Posted on 04 19, 2006 under The Manual by Noodad |

I enjoyed roughhousing with my kids. Notice I wrote, "enjoyed". I used to enjoy the practice of my kids running into me, driving me into the ground, and climbing all over me. Occasionally they would sit on my head with a poodad diaper but most of the time it was all good. That is…until the incident; the time my kid kicked me in the nuts.

First off, I will not reveal which kid did it, but my son just learned to walk and my daughter can stand on one leg and hop up and down so you decide who has the means and the leg strength.

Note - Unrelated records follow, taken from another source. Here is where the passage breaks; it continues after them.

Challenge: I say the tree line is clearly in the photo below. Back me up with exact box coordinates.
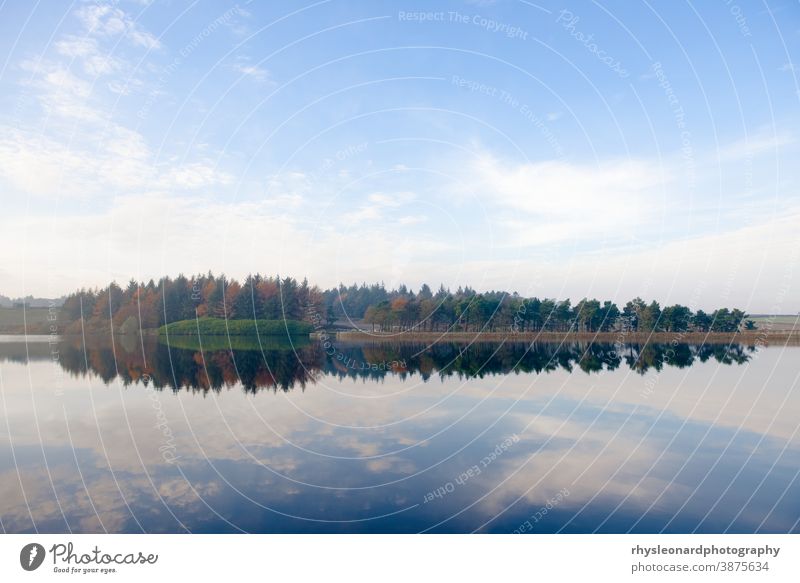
[60,273,325,334]
[351,284,751,334]
[58,273,753,335]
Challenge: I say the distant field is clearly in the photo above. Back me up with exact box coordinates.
[749,315,799,331]
[0,307,57,327]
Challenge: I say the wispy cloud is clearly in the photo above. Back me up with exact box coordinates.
[0,4,229,200]
[718,128,794,161]
[231,62,270,83]
[76,4,161,50]
[228,51,272,83]
[351,191,417,223]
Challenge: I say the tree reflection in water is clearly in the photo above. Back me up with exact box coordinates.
[1,335,754,394]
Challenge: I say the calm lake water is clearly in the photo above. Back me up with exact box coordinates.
[0,334,798,533]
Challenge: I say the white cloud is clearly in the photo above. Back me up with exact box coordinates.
[367,191,415,206]
[0,119,156,197]
[264,171,310,208]
[55,36,96,59]
[0,127,230,199]
[161,161,233,190]
[0,130,90,196]
[55,35,122,76]
[350,205,383,222]
[351,191,417,223]
[19,58,107,123]
[23,59,91,97]
[466,153,662,245]
[76,4,160,50]
[398,215,428,226]
[77,4,125,35]
[128,28,161,50]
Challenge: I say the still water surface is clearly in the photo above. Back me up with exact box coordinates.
[0,335,798,533]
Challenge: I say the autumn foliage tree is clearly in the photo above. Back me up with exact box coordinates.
[58,274,750,336]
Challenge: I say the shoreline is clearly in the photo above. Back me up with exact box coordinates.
[2,329,798,346]
[333,329,800,345]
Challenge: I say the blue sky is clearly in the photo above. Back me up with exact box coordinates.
[0,0,798,311]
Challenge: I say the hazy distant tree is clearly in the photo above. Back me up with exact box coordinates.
[124,279,139,303]
[711,308,748,333]
[279,277,302,320]
[418,283,433,300]
[692,310,712,332]
[597,301,620,332]
[207,277,227,318]
[555,299,573,332]
[574,298,601,332]
[233,274,258,319]
[623,297,646,331]
[662,304,692,332]
[93,282,123,320]
[730,308,748,331]
[639,300,662,332]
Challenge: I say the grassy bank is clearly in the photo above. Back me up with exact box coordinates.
[159,317,312,337]
[336,329,800,345]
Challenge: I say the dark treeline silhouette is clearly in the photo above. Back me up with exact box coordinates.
[50,335,321,393]
[59,274,753,335]
[324,341,752,380]
[8,336,753,393]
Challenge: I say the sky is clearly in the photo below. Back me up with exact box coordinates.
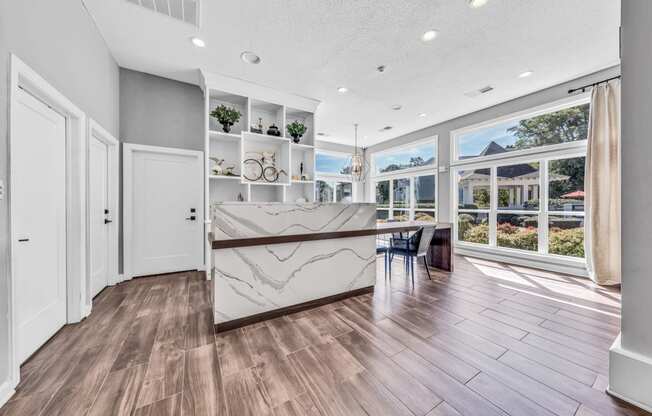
[316,153,351,173]
[458,119,520,157]
[374,143,435,173]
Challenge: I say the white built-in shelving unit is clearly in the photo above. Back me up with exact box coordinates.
[200,71,321,270]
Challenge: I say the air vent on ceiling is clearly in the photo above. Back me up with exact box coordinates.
[126,0,199,27]
[464,85,494,98]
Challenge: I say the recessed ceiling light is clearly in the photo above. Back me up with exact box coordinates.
[379,126,393,132]
[518,70,534,78]
[337,86,348,93]
[391,104,402,111]
[240,51,261,64]
[421,30,439,42]
[418,113,427,117]
[191,37,205,47]
[467,0,489,8]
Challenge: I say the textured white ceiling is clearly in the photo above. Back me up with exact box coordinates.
[83,0,620,147]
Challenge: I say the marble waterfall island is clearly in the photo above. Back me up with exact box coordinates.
[209,202,377,331]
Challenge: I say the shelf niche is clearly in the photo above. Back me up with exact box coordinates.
[286,107,315,146]
[249,99,284,138]
[241,132,290,186]
[209,92,248,136]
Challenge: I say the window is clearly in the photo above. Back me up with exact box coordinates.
[455,102,589,162]
[315,150,354,203]
[316,180,353,203]
[316,152,352,175]
[452,98,588,260]
[371,139,438,223]
[373,142,436,174]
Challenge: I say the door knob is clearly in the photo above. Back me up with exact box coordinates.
[186,216,196,221]
[105,219,113,224]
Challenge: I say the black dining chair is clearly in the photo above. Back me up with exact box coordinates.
[376,236,391,280]
[390,225,436,285]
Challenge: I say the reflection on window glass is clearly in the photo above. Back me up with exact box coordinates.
[415,211,436,222]
[548,157,585,212]
[393,179,410,209]
[374,142,435,174]
[457,104,589,160]
[392,210,409,222]
[336,182,352,202]
[315,152,351,174]
[549,215,585,257]
[497,162,540,210]
[457,212,489,244]
[458,170,490,209]
[415,175,436,209]
[376,181,389,208]
[377,209,389,223]
[496,214,538,251]
[316,180,333,202]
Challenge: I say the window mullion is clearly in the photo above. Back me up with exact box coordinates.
[489,166,497,247]
[540,159,549,254]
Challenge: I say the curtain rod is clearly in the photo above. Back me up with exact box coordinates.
[568,75,621,95]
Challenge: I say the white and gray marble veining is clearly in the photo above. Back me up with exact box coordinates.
[211,202,376,239]
[210,203,377,324]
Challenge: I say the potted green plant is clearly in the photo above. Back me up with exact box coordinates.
[210,104,241,133]
[287,120,307,143]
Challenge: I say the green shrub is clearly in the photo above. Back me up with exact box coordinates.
[497,227,538,251]
[463,223,489,244]
[549,227,584,257]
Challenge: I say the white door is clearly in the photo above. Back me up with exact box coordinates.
[126,145,203,277]
[89,137,109,297]
[12,88,67,364]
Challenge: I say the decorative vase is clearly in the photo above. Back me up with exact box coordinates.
[221,122,232,133]
[267,124,281,137]
[291,133,302,143]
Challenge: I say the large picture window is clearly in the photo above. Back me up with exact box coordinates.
[315,150,354,203]
[452,98,588,260]
[372,138,438,223]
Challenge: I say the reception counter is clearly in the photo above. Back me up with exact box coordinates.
[209,202,377,331]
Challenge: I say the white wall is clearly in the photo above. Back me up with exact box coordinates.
[0,0,119,403]
[608,1,652,411]
[365,66,620,223]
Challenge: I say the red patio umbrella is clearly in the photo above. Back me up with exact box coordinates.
[560,190,585,199]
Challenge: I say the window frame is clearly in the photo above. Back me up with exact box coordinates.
[315,178,354,203]
[450,94,590,166]
[450,98,589,263]
[371,137,438,223]
[315,149,353,179]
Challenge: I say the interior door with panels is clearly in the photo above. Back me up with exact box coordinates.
[11,88,67,364]
[124,144,204,278]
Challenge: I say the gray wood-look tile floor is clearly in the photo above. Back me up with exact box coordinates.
[1,255,647,416]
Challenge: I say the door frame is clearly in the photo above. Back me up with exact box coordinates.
[123,143,205,280]
[7,55,88,390]
[86,119,120,310]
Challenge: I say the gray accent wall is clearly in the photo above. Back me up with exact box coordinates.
[365,66,621,223]
[0,0,119,397]
[119,68,205,151]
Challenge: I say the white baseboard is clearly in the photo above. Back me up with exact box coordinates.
[608,334,652,413]
[0,380,16,409]
[81,302,92,320]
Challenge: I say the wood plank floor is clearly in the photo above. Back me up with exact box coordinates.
[2,256,648,416]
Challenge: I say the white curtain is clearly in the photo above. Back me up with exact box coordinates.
[585,79,621,285]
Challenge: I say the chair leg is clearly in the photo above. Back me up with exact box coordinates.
[410,256,415,286]
[422,257,432,280]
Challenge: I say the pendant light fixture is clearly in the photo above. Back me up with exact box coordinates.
[350,123,366,182]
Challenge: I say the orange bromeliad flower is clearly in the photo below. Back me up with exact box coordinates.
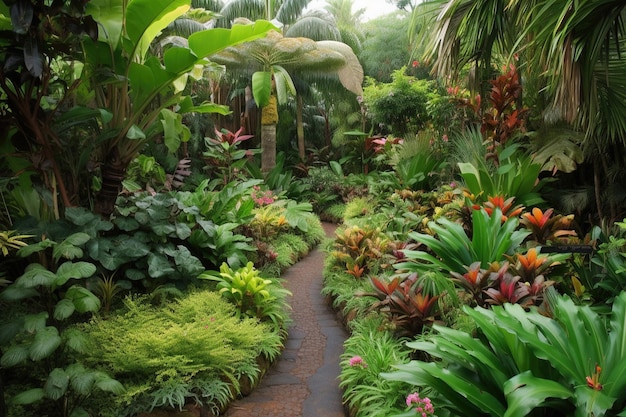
[482,195,524,222]
[522,207,554,228]
[517,248,546,271]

The following is a transcription of the crime as those involved recollect it:

Me: Daddy is coming to get you. I"m the Tickle Monster!
Assailant: No, Daddy, I"m gonna git you!
Me: Roar! The Tickle Monster is going to…ahhhhhhhhhh!
Assailant runs full speed at the victim thrusting her Stride Rite Death Hammers at victim"s genitals.
Me: Arghhhhhhhh! Ow! (screamed) Ow. (groaned) Ow.(whispered)
Assailant: What happened Daddy?
Me: You hurt Daddy.
Assailant: Sowee Daddy.
Me: It"s ok honey. I know you didn"t mean it.

She apologized, but apologies are just words when you puke up your spleen. Yes Noodads, I chickened out. I did not approach the subject. I avoided the difficult conversation, put my nuts in a jar and went up to my room where I puked my head off. I didn"t want o get into an anatomy lesson about the difference between girls and boys. Especially now when my daughter is in the "But why?" stage. I mean how do you explain to a 3 year old that Daddy is sick because his Nards hurt?

Do you say it is as painful as a Tittie Twister? For the record, and for the benefit of our female audience, being kicked in the beans is way more painful. Do you compare it to childbirth: the ultimate in pain and the default comeback of every mother? Your kid has no clue what that type of pain is. Maybe you should compare it to something they can understand. Maybe a line like this,  "Sweetie, remember when Gaston shot the beast in the back with an arrow? Well Daddy feels like how the Beast did. Only it feels like Daddy has an arrow in my groin."

"What"s a groin daddy?"

So tell me Noodads, what would you tell your kid?